Background: The classification of phenotypes on microarray data has drawn much attention in last
few years. The known methods mainly focused on the selection or construction of features based on either genes
or gene pairs on continuous-value gene expression data. However, few researches have been implemented to
identify useful features based on both genes and gene pairs on binary-value gene expression data.
Objective: In this work, we proposed a new algorithm, called FSGGP, to select both feature genes and
feature gene pairs on the binary-value gene expression data to improve two-phenotype classification.
Method: We calculated the uncertainty coefficient which represented how well a phenotype was described
by a gene or gene pair under some possible relationship, and the exact relationship between the gene or gene
pair and the phenotype was identified by the value of uncertainty coefficient. Furthermore, the closeness
between genes or gene pairs and phenotypes was calculated, and the genes or gene pairs closely related with
phenotypes were selected. The redundancy of genes and gene pairs as features was calculated by cross
entropy on the binary data, and the redundant feature genes or gene pairs were eliminated. The optimal
feature sets were obtained by the wrapper based forward feature selection for three classical classifiers.
Results: The algorithm was experimentally assessed on four public datasets. The results showed that
algorithm FSGGP had better performance over four known feature selection algorithms based on either
genes or gene pairs in terms of the average classification error rates.

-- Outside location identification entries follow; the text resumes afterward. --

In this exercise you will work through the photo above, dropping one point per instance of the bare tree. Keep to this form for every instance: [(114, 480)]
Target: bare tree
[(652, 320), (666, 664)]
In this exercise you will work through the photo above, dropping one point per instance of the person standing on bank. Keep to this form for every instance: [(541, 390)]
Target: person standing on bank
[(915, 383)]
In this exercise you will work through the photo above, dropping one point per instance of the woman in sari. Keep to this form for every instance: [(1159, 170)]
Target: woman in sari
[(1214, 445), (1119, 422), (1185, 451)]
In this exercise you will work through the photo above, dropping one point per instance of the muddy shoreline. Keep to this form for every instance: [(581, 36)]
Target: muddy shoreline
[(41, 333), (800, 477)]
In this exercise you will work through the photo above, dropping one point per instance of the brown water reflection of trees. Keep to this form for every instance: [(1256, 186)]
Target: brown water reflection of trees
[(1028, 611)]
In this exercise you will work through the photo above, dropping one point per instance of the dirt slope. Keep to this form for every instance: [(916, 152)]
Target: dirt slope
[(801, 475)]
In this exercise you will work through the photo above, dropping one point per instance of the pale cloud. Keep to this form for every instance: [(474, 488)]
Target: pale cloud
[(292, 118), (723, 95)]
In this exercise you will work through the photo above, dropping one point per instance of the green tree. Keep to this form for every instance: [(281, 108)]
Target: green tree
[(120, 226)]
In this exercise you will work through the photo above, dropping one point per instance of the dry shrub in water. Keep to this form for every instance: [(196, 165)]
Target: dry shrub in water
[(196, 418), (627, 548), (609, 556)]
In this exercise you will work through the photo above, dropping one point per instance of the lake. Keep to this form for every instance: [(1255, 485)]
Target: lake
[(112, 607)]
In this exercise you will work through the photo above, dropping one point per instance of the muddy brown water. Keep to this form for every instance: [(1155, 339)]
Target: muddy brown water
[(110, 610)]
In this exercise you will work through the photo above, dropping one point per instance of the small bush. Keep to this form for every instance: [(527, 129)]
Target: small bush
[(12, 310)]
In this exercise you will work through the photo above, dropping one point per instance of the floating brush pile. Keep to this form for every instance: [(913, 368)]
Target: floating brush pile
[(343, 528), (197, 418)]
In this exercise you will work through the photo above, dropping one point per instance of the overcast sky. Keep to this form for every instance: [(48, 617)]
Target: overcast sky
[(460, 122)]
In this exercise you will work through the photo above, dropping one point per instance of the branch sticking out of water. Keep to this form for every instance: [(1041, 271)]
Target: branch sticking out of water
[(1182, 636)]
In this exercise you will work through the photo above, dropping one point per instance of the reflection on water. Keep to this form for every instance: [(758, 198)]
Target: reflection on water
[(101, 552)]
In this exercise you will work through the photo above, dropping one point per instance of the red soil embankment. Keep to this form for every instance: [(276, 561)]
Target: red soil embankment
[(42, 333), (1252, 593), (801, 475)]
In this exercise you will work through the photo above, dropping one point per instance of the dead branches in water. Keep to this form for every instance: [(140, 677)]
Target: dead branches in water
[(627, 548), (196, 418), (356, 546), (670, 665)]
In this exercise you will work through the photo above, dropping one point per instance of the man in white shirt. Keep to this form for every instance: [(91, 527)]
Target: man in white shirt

Conclusion: We developed an algorithm to select both feature genes and feature gene pairs on the binaryvalue
gene expression data, where the selection of feature gene pairs was implemented by identifying the
higher logical relationship between gene pairs and phenotypes. The comparison with four known feature
selection algorithms suggests that feature selection algorithms based on both genes and gene pairs can
achieve better performance than feature selection algorithms based on either genes or gene pairs, and the
identification of higher logical relationship is an effective approach for the selection of feature gene pairs.